Peter Baker, a drug investigator for the U.S. Food and Drug Administration, traveled two hundred miles east of Mumbai, along a highway choked by truck traffic and down a road with meandering cows, to get to his assignment. Behind a metal fence lay a massive biotech park, run by the Indian generic drug company Wockhardt Ltd. Amid the dozens of buildings, Baker’s job was to inspect a particular area of the plant—Plot H-14/2 — to ensure that it could safely make a sterile injectable drug used by American cancer patients.

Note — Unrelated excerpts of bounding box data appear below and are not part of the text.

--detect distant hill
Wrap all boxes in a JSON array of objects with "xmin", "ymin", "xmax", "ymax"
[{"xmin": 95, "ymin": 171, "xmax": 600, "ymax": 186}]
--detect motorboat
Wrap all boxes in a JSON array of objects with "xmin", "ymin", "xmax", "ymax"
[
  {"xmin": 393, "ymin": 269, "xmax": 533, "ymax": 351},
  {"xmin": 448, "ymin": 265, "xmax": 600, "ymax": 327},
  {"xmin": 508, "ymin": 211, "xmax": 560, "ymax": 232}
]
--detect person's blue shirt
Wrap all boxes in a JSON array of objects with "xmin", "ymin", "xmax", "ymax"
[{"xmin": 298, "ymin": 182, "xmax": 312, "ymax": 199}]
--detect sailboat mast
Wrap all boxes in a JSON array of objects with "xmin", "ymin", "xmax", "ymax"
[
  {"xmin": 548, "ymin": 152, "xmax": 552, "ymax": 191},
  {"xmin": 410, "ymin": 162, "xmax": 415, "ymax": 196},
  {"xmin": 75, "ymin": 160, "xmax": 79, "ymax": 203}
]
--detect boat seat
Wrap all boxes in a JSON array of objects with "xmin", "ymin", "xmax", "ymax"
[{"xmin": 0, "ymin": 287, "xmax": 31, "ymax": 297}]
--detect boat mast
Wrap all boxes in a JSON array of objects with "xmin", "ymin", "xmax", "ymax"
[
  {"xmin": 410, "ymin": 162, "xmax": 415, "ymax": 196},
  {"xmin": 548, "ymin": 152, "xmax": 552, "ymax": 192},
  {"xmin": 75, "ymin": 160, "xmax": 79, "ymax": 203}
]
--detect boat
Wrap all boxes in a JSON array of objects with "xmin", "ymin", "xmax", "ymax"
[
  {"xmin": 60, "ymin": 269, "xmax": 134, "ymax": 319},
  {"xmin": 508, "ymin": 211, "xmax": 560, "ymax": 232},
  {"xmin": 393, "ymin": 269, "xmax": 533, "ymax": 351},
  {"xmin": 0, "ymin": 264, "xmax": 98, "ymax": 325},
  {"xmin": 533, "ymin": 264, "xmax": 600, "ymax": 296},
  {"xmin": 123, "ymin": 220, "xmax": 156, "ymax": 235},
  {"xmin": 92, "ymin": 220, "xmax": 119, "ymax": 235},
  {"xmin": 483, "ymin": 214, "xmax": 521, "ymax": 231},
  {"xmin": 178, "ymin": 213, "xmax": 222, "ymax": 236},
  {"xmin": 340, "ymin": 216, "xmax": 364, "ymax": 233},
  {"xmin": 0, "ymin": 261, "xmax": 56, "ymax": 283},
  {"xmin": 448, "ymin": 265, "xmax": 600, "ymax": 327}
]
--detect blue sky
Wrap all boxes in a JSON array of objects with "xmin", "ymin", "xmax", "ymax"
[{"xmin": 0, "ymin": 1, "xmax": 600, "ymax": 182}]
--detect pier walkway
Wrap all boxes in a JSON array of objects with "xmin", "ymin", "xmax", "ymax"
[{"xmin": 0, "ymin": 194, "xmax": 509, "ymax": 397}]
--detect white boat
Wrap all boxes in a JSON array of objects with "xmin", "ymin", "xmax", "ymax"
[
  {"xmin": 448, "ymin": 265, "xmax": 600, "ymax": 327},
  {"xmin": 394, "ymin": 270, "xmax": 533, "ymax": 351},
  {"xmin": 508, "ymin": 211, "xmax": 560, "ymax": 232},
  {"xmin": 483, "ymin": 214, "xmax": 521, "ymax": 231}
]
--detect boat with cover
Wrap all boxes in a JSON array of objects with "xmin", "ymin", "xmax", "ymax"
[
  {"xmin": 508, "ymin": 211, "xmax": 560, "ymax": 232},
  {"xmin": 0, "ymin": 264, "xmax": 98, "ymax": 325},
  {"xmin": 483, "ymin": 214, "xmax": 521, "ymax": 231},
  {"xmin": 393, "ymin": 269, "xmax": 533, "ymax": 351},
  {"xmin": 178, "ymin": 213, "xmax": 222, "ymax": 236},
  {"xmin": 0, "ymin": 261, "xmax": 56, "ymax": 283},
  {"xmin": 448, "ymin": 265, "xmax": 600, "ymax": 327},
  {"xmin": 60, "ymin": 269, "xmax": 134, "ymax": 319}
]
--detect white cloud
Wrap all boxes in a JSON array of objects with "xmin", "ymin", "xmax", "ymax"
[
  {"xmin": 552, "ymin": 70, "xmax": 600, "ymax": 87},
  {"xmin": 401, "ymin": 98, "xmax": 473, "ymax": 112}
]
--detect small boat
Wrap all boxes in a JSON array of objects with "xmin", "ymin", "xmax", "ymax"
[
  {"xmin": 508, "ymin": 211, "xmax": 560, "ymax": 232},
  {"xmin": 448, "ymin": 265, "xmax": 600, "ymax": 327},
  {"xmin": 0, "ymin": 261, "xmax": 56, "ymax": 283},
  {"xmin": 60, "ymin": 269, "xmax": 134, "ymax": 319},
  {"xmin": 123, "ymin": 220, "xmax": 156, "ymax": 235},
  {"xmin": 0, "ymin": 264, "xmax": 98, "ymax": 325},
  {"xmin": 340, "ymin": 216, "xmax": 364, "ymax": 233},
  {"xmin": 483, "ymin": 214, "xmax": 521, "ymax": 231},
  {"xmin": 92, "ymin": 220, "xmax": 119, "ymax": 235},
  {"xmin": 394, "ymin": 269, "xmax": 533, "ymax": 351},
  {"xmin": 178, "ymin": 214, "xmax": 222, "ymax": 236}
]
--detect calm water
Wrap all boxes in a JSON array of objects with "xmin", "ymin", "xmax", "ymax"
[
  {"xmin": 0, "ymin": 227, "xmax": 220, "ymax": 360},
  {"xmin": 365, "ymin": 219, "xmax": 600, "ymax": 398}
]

Baker, thirty-three, had arrived lightly provisioned. He had just a few items in his backpack: a camera, a gel-ink pen, a green U.S. government-issued notebook, and his FDA identification. He had a graduate degree in analytical chemistry and a command of the Code of Federal Regulations, Title 21, the rules that governed drug manufacturing. But more importantly, he had his instincts: a strong sense of what to check and where to look, after completing eighty-one inspections over four and a half years at the FDA.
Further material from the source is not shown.